MATERIALS AND METHODS: 24 non-smoking healthy Bangladeshi male subjects participated in this open-label, randomized-sequence, single- dose, two-way crossover study. Subjects were randomly assigned to receive test formulation, followed by reference formulation or vice versa, as a single dose of 20 mg capsule after 12 h overnight fasting. A washout period of 1 week was maintained between the treatments. Blood samples were collected before study drug administration (baseline) and at 0.5, 0.75, 1.0, 1.5, 2.0, 2.5, 3.0, 3.5, 4.0, 4.5, 5.0, 6.0, 7.0, 9.0, and 12.0 h after study drug administration. Serum omeprazole concentrations were determined using a validated HPLC method with UV detection. The pharmacokinetic parameters were determined by the non-compartmental method. The two formulations were to be considered bioequivalent if the 90% confidence intervals (CI) for the ln-transformed ratios of pharmacokinetic parameters were within the predetermined equivalence range of 80 - 125% according to the guidelines of the US Food and Drug Administration (FDA). Tolerability was assessed on the basis of adverse effects, monitoring vital signs, ECG and laboratory tests at baseline and after completion of the study with the assistance of registered physicians.

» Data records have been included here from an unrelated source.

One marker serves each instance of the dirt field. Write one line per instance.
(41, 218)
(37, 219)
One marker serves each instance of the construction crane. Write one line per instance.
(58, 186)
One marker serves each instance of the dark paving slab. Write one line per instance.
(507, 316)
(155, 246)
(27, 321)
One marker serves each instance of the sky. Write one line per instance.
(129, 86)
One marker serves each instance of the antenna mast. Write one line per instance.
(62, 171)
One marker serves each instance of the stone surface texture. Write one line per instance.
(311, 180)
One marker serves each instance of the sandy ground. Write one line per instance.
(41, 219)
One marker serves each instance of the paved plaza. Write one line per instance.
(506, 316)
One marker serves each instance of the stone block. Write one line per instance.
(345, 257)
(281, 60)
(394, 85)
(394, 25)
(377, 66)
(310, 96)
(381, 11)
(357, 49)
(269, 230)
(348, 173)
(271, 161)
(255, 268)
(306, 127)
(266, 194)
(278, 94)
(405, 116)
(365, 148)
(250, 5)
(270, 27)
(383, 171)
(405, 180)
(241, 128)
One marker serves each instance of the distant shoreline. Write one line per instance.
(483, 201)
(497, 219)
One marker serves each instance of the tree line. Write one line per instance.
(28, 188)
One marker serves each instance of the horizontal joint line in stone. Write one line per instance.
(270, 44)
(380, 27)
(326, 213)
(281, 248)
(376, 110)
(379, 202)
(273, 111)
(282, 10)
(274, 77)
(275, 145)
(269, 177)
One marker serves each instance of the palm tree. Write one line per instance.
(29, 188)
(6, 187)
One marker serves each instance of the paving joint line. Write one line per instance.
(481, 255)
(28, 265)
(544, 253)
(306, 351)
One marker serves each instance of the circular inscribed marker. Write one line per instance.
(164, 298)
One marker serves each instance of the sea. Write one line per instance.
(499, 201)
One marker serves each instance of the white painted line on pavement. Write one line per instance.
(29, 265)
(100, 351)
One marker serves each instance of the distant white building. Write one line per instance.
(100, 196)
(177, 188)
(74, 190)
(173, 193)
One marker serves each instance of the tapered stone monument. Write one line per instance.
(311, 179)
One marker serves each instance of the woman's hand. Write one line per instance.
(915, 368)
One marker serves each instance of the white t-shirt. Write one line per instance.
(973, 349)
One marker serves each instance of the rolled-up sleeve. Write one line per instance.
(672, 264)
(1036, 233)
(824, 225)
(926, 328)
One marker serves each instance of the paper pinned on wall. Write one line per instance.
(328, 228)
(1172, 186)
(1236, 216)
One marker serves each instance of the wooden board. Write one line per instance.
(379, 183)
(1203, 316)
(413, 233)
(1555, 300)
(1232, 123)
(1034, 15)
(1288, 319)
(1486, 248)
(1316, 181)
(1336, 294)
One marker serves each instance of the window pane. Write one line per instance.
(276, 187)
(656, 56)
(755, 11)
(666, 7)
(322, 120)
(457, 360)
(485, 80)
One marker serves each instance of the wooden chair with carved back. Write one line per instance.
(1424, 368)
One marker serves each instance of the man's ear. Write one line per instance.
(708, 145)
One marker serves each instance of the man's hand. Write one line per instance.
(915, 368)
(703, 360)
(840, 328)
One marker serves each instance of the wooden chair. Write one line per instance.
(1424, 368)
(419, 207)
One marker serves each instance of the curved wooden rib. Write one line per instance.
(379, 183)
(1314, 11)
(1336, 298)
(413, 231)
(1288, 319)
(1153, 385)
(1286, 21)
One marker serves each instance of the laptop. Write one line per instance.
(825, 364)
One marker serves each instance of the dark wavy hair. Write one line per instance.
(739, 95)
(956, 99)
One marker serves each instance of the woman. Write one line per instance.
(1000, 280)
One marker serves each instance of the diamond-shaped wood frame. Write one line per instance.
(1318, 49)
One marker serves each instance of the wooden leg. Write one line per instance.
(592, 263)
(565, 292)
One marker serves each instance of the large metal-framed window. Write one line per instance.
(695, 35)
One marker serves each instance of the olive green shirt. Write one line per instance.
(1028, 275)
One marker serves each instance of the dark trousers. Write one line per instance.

RESULTS: All 24 subjects completed the study without any adverse effect reported. After administering a single dose of 20 mg of each omeprazole formulation, the obtained mean (SD) values for the test and reference products were 608.40 (116.37) and 588.56 (98.36) ng/ml for Cmax; 1.83 (0.25) and 2.00 (0.30) h for tmax; 1,635.77 (581.25) and 1,639.58 (652.54) h-ng/ml for AUC0-12; and 1,721.12 (572.07) and 1,805.58 (856.39) h-ng/ml for AUC(0-∞) respectively. The mean t(1/2) was 3.33 (1.61) and 3.57 (1.24) h for test and reference product respectively. From paired t-test, no significant differences were observed (p > 0.05) for any pharmacokinetic parameters. The point estimates (90% CI) for the test/reference ratios of the ln-transformed AUC(0-12), AUC(0-∞) and C(max) mean values were 100.73% (91.40 -111.01%), 98.29% (88.45 -109.24%) and 103.06% (99.05 - 07.24%) respectively, which fell within the predetermined FDA bioequivalence range of 80 - 125%.

CONCLUSION: This single-dose study found that the test (Xeldrin®20) and reference (Losec®20) 20 mg capsule formulations of omeprazole in these fasting healthy male Bangladeshi subjects met the FDA regulatory criteria for bioequivalence.